E-Commerce
Pflichtregistrierung im Webshop: DSGVO-Problem
Von TrustYourWebsite Editorial2 Min. Lesezeit
Quelle: Ius Mentis
Was ist passiert?
Laut dem niederländischen Rechtsblog Ius Mentis, verfasst von Arnoud Engelfriet, hat der Europäische Datenschutzausschuss (EDSA, englisch: EDPB) eine Position veröffentlicht, wonach es nicht zulässig ist, Kunden zur Erstellung eines Kontos zu verpflichten, bevor sie eine Bestellung aufgeben können. Der Blogbeitrag verweist auf eine Berichterstattung der niederländischen Zeitung De Telegraaf zu demselben Thema.
Es ist zu beachten, dass Ius Mentis eine sekundäre Kommentarquelle ist. Die EDPB-Position wird im Blog referenziert und teilweise zitiert, das primäre EDPB-Dokument ist jedoch nicht die Grundlage dieses Artikels. Es wurden keine Bußgelder verhängt und kein konkretes Unternehmen wurde als sanktioniert genannt.
Was ist das Problem mit der Pflichtregistrierung?

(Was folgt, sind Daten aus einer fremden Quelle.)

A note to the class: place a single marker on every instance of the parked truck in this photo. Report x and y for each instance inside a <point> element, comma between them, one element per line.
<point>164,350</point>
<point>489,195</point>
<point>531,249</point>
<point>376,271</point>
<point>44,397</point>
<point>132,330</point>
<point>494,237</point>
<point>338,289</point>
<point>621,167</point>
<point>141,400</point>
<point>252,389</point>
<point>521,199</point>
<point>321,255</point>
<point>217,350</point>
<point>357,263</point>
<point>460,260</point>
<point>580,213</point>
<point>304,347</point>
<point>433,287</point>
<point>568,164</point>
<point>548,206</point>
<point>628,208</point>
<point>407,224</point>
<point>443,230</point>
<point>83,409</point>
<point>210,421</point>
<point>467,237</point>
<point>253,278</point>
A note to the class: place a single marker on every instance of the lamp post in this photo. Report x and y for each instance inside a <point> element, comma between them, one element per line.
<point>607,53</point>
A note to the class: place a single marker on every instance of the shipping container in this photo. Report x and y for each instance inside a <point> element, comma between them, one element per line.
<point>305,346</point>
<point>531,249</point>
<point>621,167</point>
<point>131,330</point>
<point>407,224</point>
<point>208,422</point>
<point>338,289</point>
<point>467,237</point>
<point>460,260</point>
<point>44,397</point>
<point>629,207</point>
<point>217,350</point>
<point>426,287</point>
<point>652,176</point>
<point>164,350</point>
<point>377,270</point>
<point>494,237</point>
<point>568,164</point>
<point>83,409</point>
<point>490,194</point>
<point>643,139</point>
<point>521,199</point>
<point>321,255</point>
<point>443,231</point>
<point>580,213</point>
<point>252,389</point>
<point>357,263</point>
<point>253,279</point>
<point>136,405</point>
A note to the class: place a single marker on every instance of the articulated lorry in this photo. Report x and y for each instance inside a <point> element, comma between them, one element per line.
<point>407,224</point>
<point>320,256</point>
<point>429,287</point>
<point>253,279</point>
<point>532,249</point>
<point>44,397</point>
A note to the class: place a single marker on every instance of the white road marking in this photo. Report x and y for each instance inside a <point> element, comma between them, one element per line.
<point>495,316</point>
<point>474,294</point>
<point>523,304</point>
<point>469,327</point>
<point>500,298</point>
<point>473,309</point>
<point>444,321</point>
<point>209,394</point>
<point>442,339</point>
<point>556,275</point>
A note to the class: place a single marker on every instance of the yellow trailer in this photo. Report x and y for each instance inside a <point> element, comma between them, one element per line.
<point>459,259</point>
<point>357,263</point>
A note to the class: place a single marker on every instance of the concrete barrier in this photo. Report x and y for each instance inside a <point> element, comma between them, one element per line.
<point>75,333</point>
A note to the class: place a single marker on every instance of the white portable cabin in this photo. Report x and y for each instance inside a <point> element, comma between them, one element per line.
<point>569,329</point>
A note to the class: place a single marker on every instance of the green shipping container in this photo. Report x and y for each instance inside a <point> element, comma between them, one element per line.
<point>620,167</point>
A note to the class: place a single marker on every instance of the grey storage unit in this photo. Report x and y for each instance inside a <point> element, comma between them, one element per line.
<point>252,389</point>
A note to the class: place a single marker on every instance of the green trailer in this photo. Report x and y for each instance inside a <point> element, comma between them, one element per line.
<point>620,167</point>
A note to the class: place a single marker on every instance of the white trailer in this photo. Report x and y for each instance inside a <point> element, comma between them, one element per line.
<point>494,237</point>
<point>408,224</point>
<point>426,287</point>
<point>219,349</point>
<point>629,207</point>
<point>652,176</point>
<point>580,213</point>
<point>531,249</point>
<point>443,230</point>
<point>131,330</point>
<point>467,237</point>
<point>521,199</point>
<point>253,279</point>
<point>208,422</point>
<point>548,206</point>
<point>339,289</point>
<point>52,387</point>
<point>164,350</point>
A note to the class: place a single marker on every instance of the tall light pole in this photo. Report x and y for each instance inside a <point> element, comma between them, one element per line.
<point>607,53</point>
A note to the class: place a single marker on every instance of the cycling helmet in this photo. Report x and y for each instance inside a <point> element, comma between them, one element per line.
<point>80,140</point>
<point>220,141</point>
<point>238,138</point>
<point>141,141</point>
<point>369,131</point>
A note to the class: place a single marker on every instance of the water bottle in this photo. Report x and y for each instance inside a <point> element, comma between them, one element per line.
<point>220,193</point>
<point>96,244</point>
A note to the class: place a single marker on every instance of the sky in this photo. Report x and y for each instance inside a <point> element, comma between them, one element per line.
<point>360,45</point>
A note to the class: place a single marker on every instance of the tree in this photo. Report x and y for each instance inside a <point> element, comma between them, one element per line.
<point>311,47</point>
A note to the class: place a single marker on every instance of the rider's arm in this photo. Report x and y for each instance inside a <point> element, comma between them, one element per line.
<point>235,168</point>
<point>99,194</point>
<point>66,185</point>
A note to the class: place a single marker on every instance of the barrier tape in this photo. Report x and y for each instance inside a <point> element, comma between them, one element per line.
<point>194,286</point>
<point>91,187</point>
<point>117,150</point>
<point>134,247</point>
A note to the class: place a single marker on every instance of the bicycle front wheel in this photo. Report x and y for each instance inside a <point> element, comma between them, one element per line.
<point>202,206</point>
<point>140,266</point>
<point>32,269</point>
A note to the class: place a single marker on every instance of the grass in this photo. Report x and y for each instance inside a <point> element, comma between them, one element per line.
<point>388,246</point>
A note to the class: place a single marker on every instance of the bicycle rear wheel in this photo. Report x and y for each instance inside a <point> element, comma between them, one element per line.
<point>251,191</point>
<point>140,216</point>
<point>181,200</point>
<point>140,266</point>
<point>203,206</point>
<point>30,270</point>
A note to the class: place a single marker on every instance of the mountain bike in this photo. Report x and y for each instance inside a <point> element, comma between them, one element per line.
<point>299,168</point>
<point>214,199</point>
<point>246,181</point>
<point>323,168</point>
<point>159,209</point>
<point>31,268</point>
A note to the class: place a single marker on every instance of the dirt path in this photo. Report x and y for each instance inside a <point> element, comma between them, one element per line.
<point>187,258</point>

Laut Ius Mentis liegt das Kernproblem darin, dass das Speichern von Lieferadresse und weiteren personenbezogenen Daten in einem Kundenkonto über das hinausgeht, was zur Abwicklung einer einzelnen Bestellung unbedingt erforderlich ist. Für den Versand eines Pakets wird zwar eine Lieferadresse benötigt, das dauerhafte Speichern dieser Adresse in einem Konto ist jedoch eine separate Angelegenheit.
Webshops argumentieren mitunter, dass Konten der Betrugserkennung dienen oder das Einkaufserlebnis verbessern. Diese Begründungen sind laut dem Ius-Mentis-Kommentar zur EDPB-Position jedoch schwer aufrechtzuerhalten. Speziell zur Betrugserkennung merkt der EDPB dem Bericht zufolge an, dass viele Webshops gänzlich ohne Pflichtregistrierung betrieben werden und dass eine Kaufhistorie beim ersten Kauf ohnehin noch gar nicht vorhanden ist.
Welche Rechtsgrundlage ist anwendbar?
Laut Ius Mentis müssten Webshops, die Konten anbieten möchten, auf berechtigte Interessen gemäß Artikel 6(1)(f) DSGVO zurückgreifen. Der Blog weist jedoch darauf hin, dass kommerzielle Interessen wie Tracking oder personalisierte Angebote gegenüber dem Datenschutzrecht der Kunden schwer zu rechtfertigen sind. In der Praxis läuft dies häufig auf dieselbe Frage hinaus: „Möchten Sie ein Konto erstellen?" Das heißt, die Kontoerstellung sollte optional sein und keine Voraussetzung für den Kauf darstellen.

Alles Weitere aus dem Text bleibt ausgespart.